Does QeRL use different LoRA mechanisms for BF16 and NVFP4 models?

Hi QeRL team, thanks for the amazing work!

I am currently running RL training using QeRL with two types of models:

1. A BF16 model (e.g., Qwen2.5-3B-Instruct)
2. An NVFP4 weight-only quantized model (Qwen2.5-3B-NVFP4)

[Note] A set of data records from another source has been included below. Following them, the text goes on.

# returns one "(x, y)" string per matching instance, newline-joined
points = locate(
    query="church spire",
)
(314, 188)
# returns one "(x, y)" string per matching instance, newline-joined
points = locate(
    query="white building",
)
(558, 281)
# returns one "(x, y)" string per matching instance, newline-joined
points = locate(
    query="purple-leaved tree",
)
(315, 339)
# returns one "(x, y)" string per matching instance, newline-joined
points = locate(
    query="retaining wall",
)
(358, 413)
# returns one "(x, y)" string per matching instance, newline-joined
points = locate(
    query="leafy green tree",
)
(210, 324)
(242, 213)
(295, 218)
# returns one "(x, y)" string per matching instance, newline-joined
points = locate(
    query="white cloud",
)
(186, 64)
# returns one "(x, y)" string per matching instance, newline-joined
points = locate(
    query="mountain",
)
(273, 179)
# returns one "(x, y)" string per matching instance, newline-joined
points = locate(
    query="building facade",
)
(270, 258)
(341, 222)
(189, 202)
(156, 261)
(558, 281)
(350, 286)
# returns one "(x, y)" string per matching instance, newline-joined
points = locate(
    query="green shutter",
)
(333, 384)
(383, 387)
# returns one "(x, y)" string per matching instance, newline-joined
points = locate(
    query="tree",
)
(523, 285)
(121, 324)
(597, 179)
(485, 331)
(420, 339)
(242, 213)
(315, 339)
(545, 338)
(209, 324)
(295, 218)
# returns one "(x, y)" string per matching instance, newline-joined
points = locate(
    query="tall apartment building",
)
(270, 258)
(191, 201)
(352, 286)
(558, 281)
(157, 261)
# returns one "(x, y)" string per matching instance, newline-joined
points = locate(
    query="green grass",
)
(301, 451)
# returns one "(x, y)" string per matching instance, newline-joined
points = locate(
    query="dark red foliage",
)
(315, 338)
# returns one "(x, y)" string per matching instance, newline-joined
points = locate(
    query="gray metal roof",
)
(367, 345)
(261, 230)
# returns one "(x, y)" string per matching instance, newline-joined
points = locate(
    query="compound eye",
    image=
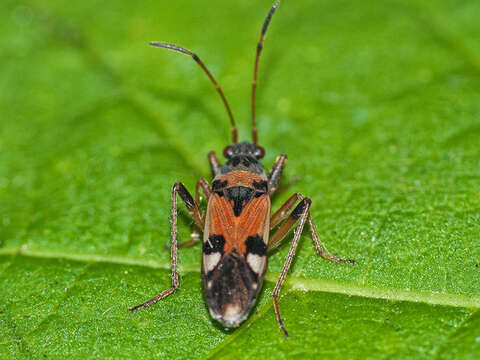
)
(259, 152)
(228, 152)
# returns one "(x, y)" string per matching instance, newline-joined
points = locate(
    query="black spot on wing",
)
(261, 185)
(255, 245)
(215, 243)
(240, 195)
(218, 184)
(232, 282)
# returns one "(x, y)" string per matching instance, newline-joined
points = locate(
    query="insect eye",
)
(259, 152)
(227, 152)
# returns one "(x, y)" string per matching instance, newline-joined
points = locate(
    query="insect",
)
(237, 223)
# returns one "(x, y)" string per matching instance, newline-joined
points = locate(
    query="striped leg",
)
(194, 210)
(203, 185)
(276, 173)
(214, 163)
(302, 213)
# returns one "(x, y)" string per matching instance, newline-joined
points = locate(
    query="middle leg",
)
(301, 213)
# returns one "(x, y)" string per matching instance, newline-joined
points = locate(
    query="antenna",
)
(255, 71)
(202, 65)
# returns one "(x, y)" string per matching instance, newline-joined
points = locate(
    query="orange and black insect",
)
(237, 223)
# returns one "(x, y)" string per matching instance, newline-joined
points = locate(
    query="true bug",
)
(237, 222)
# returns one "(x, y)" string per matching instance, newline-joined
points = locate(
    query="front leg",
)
(194, 210)
(276, 173)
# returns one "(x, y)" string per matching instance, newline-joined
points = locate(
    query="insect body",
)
(237, 223)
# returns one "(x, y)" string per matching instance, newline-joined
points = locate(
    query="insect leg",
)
(281, 214)
(276, 173)
(194, 210)
(203, 185)
(300, 212)
(214, 163)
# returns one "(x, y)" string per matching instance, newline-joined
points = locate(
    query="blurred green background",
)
(377, 105)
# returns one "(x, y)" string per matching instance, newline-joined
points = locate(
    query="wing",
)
(234, 252)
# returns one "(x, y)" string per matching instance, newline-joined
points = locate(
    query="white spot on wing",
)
(210, 261)
(232, 313)
(256, 262)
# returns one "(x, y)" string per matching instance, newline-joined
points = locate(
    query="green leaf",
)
(377, 107)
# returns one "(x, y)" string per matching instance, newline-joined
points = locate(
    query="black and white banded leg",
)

While BF16 models work perfectly with PEFT LoRA (via LoraConfig + prepare_model_for_kbit_training),  
the NVFP4 model crashes during PEFT injection because CompressedLinear modules do not have `.weight`:

    AttributeError: 'CompressedLinear' object has no attribute 'weight'

I also noticed that NVFP4 models store weights as:
- weight_packed
- weight_scale
- weight_global_scale

instead of the usual `weight` tensor.

This leads to the following question:

---

## ❓ Question

**Does QeRL intentionally use *different LoRA mechanisms* for BF16 vs NVFP4 models?**

### My current understanding:

### • BF16 / FP16 models  
Use the standard **PEFT LoRA** (weight injection into PyTorch Linear layers).

### • NVFP4 models  
Must rely on **vLLM LoRA adapter**, because NVFP4’s `CompressedLinear` has no `.weight` and PEFT cannot add LoRA matrices to the compressed FP4 format.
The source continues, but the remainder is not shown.